Watching his niece across the flickering firelight, Dag found himself curiously unsettled. She was like a breath of bracing northern air to him, a song of his lost home. He did not regret his exile. One glance at Fawn was still enough to lift his heart near into his throat in wonder. He’d cut off the weight of his past like shearing through a towrope, and he had no desire to drag that barge again. But. Yet. Still…
Sumac threw curiously unsettled glances back. Ever since Dag had returned from Luthlia maimed and strange when she was rising fifteen, she’d made a bit of a hero of her only Redwing uncle. Unlike Neeta, she had few illusions about him—she’d surely seen him at his worst, many times—but everyone in the family knew she’d chosen the patrol over the knife-making apprenticeship her father had offered because of him. All her adult life he’d been the same dry patroller fellow, the one kinsman who never criticized her choices
, as solidly planted as her favorite tree. She could not have been more startled if a hickory tree had risen up, shaken the dirt from its roots, and run off with a farmer girl. Leaving whatever hammock end she’d had tied to him lying forlorn upon the ground.
Despite any confusion in her heart, she was polite and even friendly to Fawn. As the tales of malices and river bandits, medicine making and walnut magery wound on, Dag trusted she realized Fawn was his partner, not his pet. She managed choked but sincere congratulations at the news of their impending child, and a wholly sincere gleam of evil delight that was pure Sumac when she said, “I can’t wait to tell them at home!”
When Dag made his habitual bedtime patrol of their camp’s perimeter that night, Arkady fell in beside him.
In a voice remarkably neutral even for him, Arkady said, “Interesting woman, your niece.”
“She is that.”
“…How old is she?”
Dag’s brows rose. He’d thought Arkady shrewder at estimating folks’ ages than anyone he’d ever met. “Let me think. I was about twenty-two when she was born, because it was the year I was patrolling up on the Great North Road. So she must be, um, almost thirty-five, now. She’s Dar’s second-born, see. Her arrival was greeted with much relief and rejoicing in Tent Redwing, I can tell you. Omba’s credit with our mama rose immensely.”
“She does not appear to be string-bound.”
“No.”
“Betrothed?”
“Not as far as I know.”
“One wonders why not. No tragedies?”
“I’m not sure she would have said. She’s certainly had serious suitors. Omba calls them the String of Bodies.”

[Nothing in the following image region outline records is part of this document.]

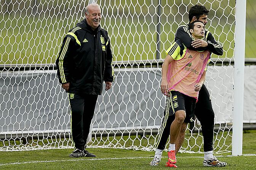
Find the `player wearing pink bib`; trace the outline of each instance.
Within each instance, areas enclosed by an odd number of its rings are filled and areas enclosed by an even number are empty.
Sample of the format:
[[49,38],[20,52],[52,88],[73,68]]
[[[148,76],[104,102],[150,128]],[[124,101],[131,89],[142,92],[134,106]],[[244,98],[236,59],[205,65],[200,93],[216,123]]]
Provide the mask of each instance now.
[[[195,39],[202,38],[205,25],[200,21],[189,25],[189,31]],[[173,52],[174,50],[175,52]],[[168,96],[171,102],[170,114],[175,119],[171,126],[168,161],[166,166],[177,167],[175,142],[186,115],[194,113],[198,92],[205,80],[206,66],[210,53],[189,50],[178,40],[166,50],[167,54],[162,67],[161,90]],[[171,54],[171,55],[170,54]],[[166,103],[166,105],[170,104]]]

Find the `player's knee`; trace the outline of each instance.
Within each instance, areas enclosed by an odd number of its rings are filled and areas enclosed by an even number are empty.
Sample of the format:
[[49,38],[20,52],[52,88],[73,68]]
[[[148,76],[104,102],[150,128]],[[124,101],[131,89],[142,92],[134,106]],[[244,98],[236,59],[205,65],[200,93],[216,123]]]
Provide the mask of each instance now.
[[179,123],[182,124],[186,117],[186,113],[184,110],[179,110],[175,113],[175,120]]

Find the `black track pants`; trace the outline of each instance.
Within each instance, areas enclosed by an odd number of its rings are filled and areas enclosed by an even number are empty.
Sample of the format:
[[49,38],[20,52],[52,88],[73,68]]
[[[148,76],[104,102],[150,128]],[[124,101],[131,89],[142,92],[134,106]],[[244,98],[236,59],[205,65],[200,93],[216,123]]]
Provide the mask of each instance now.
[[72,139],[75,148],[83,150],[86,144],[98,95],[69,93],[68,96]]
[[[158,139],[154,145],[155,148],[161,150],[165,148],[170,134],[171,125],[175,119],[175,115],[169,116],[168,111],[168,108],[165,108],[164,117],[158,135]],[[214,115],[209,92],[204,84],[203,85],[199,91],[198,102],[195,105],[194,113],[202,126],[204,140],[204,151],[212,151],[213,150]]]

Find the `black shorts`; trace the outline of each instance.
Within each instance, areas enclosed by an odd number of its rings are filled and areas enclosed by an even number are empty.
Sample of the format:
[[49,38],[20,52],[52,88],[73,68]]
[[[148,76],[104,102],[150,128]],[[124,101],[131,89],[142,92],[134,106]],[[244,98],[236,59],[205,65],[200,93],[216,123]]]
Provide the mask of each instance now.
[[170,97],[167,98],[170,102],[166,102],[166,104],[170,105],[169,115],[173,115],[177,111],[184,110],[186,112],[184,122],[188,123],[192,122],[197,99],[178,91],[171,91],[169,94]]

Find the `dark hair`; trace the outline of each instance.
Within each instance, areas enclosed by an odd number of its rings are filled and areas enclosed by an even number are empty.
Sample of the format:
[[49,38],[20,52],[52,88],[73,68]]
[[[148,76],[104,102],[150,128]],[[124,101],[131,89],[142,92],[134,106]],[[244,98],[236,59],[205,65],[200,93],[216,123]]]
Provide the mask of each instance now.
[[192,6],[189,12],[189,21],[191,21],[194,16],[197,18],[197,19],[199,19],[199,17],[203,15],[208,15],[209,12],[209,10],[206,9],[206,7],[203,5],[196,4],[195,5]]
[[203,22],[201,21],[200,20],[194,20],[191,23],[189,23],[189,30],[190,30],[190,29],[194,30],[194,27],[195,27],[195,22],[201,22],[201,23],[203,24]]

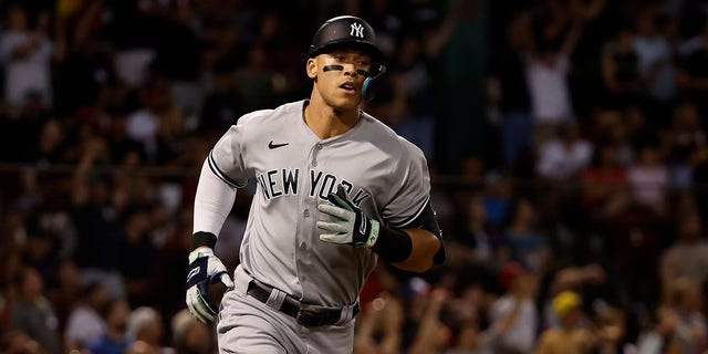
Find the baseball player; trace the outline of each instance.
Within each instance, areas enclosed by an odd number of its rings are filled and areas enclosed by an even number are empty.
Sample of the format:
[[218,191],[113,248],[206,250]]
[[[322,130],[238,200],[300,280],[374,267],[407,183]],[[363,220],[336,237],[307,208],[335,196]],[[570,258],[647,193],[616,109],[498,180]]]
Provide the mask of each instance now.
[[[187,305],[205,323],[218,314],[221,353],[351,352],[379,257],[414,272],[445,259],[423,153],[360,108],[385,72],[375,42],[360,18],[326,21],[309,50],[310,98],[243,115],[206,158]],[[251,178],[232,280],[212,249]],[[221,300],[215,284],[229,289]]]

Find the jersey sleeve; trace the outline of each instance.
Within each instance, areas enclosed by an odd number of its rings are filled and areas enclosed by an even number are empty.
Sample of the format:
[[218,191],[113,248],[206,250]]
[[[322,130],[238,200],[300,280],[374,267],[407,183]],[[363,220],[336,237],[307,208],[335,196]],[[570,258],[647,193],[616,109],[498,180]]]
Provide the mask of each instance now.
[[408,158],[400,158],[392,176],[400,176],[391,188],[382,218],[389,227],[405,229],[414,225],[430,200],[430,175],[423,152],[412,146]]
[[250,178],[243,160],[246,125],[231,126],[209,152],[207,162],[211,171],[233,188],[244,187]]

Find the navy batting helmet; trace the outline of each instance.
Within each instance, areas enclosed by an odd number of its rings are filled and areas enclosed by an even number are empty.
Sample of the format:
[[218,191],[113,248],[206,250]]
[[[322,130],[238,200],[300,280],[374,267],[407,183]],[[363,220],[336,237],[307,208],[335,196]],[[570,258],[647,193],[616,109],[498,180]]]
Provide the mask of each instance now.
[[379,63],[384,53],[376,45],[376,33],[366,21],[354,15],[340,15],[324,22],[312,39],[308,58],[336,46],[357,46]]
[[364,82],[364,100],[372,100],[386,73],[384,52],[376,45],[376,32],[366,21],[354,15],[340,15],[324,22],[312,38],[308,58],[336,48],[360,48],[372,56],[371,76]]

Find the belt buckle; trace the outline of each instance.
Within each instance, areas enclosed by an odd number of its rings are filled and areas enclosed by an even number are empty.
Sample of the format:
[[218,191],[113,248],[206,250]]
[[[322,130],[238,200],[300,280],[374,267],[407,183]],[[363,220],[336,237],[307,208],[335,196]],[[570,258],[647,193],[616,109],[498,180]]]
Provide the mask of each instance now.
[[324,311],[312,308],[312,306],[302,306],[298,309],[298,316],[295,316],[298,323],[304,325],[305,327],[319,327],[325,324],[327,317],[324,315]]

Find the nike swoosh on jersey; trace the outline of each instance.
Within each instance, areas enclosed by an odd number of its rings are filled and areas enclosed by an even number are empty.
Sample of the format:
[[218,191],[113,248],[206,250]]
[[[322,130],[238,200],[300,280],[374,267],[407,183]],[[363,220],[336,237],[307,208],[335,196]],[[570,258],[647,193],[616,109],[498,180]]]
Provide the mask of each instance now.
[[273,140],[270,140],[270,143],[268,143],[268,148],[274,149],[274,148],[283,147],[285,145],[290,145],[290,143],[273,144]]

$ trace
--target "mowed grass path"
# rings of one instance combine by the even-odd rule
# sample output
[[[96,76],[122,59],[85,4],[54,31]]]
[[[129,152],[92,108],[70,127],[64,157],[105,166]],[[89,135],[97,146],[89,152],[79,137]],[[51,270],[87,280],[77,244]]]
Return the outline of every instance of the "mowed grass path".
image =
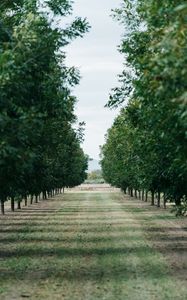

Dag could feel Arkady’s slow blink in the darkness.
Dag set aside a truly overwhelming temptation to tease Arkady, and said seriously, “You’re a subtle man, when it comes to folks’ insides. If you can figure it out and tell us, Tent Redwing would be grateful. I’ve patrolled with her a time or two. She doesn’t hate men, she doesn’t prefer girls. Granted, her first few dewy suitors were crushed by Dar, but they weren’t up to her weight anyway. After that she kept ’em out of sight, naturally.”